Hoy es un día especial para mi. Muy especial. Hoy hace un mes que se murió mi papá, el viejo, mi viejo. Todos estos días de este último mes han sido especiales, tristes, sórdidos de a ratos, oscuros por momentos, descoloridos, átonos. Es la verdad. Varios me han preguntado -repetidas veces- si me pasaba algo; incluso, los más perceptivos se comunicaron de cualquier manera con un lacónico: "a vos te pasa algo, no?"
Entre tantas cosas que me dijo mi abuelo conforme yo crecía, una vez me aplomó una frase que se convirtió en una especie de Padre Nuestro para mi. El viejo me dijo: "El único amor incondicional que existe es vertical, m`hijo, porque uno mira hacia arriba y ve a su padre... y mira para abajo y ve a sus hijos. Todo lo demás -y abrió sus brazos- es negociable." En este mes de pensar en la muerte de mi papá, lo que en realidad he hecho ha sido tratar de dilucidar lo que su bajada a la tierra me transmitió.
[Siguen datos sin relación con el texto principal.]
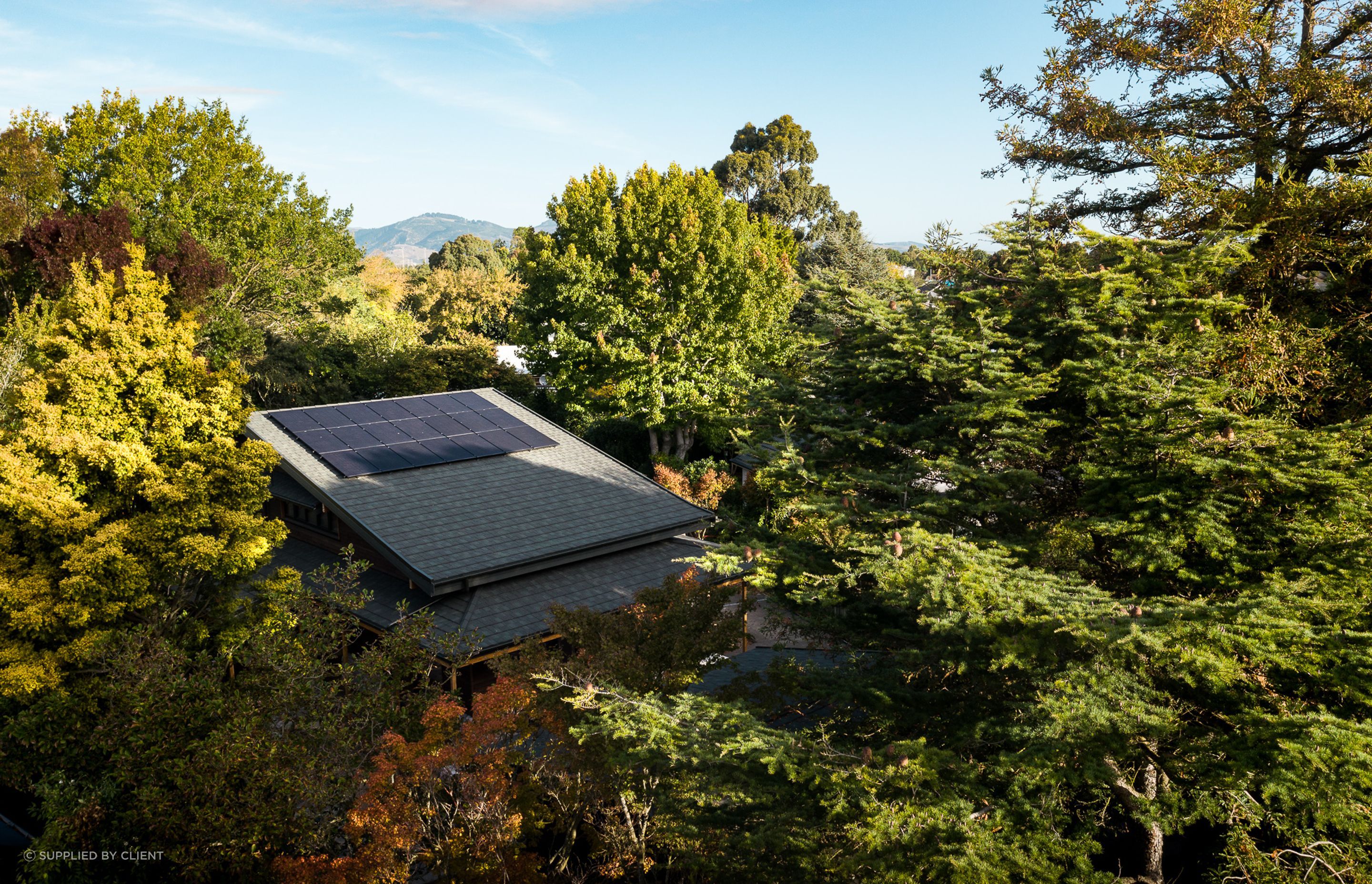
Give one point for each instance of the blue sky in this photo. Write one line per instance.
(486, 108)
Ese día, sentí muchas cosas, mucho de todo. Miré la tierra, sentí el aroma, percibí el aire, me invadió la tristeza, el llanto pugnaba por salir, de a gotas grandes, pero había algo más. Algo mucho más poderoso, que me tuvo clavado en la tierra un largo rato, hasta que me dí cuenta que se habían ido todos, menos mi hermano. Y los dos -los tres- allí, charlamos sin hablar un buen rato.
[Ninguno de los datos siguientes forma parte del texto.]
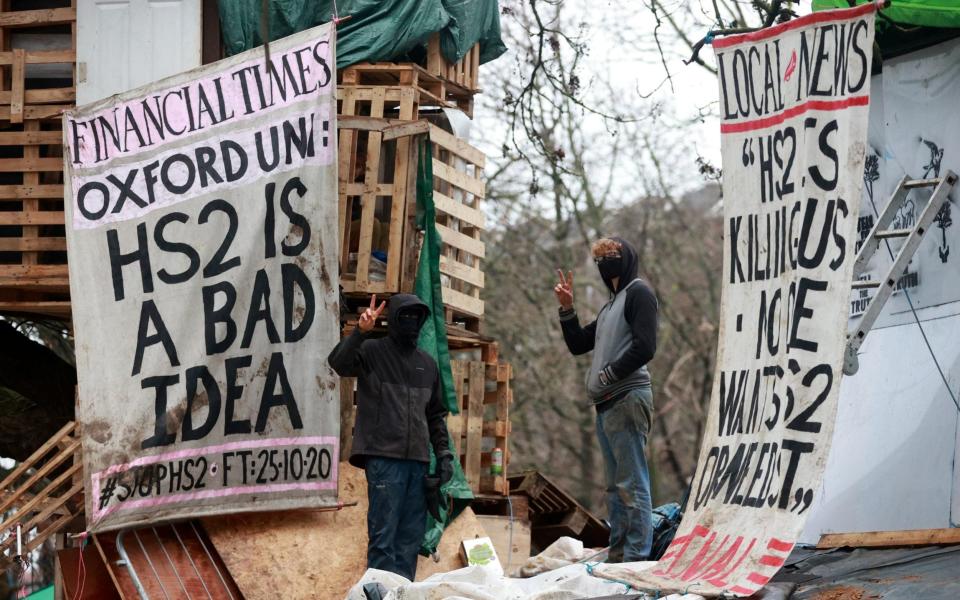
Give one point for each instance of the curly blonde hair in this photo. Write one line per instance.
(605, 246)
Soy el mayor, el primogénito, el que se lleva las primeras palmadas, el depositario de los primeros sueños, las primeras presiones, los primeros mandatos. El de la relación tensa, la mirada desafiante, la pelea a flor de piel. El de la necesidad de aprobación, de apoyo, de empuje, de absolución. El que se fue de chico, para nunca más volver. El que cortó el hilo, el que no dejó las migas de pan marcando el camino, el que quemó las naves.
Hoy sé lo que sentí ese día de la bajada de mi viejo a la tierra. La vida, mi vida, ha sido un escalar permanente, un subir y subir, y subir. Como la de todos. Pero en ese ascenso permanente, yo sabía que cada vez que me detuviera a descansar o a tomar aire, o a pensar, o a mirar hacia abajo para ver el camino recorrido, podía mirar hacia arriba y ver la guía, la cima, la punta de la pirámide. En esa punta siempre iba a estar mi viejo, mi papá.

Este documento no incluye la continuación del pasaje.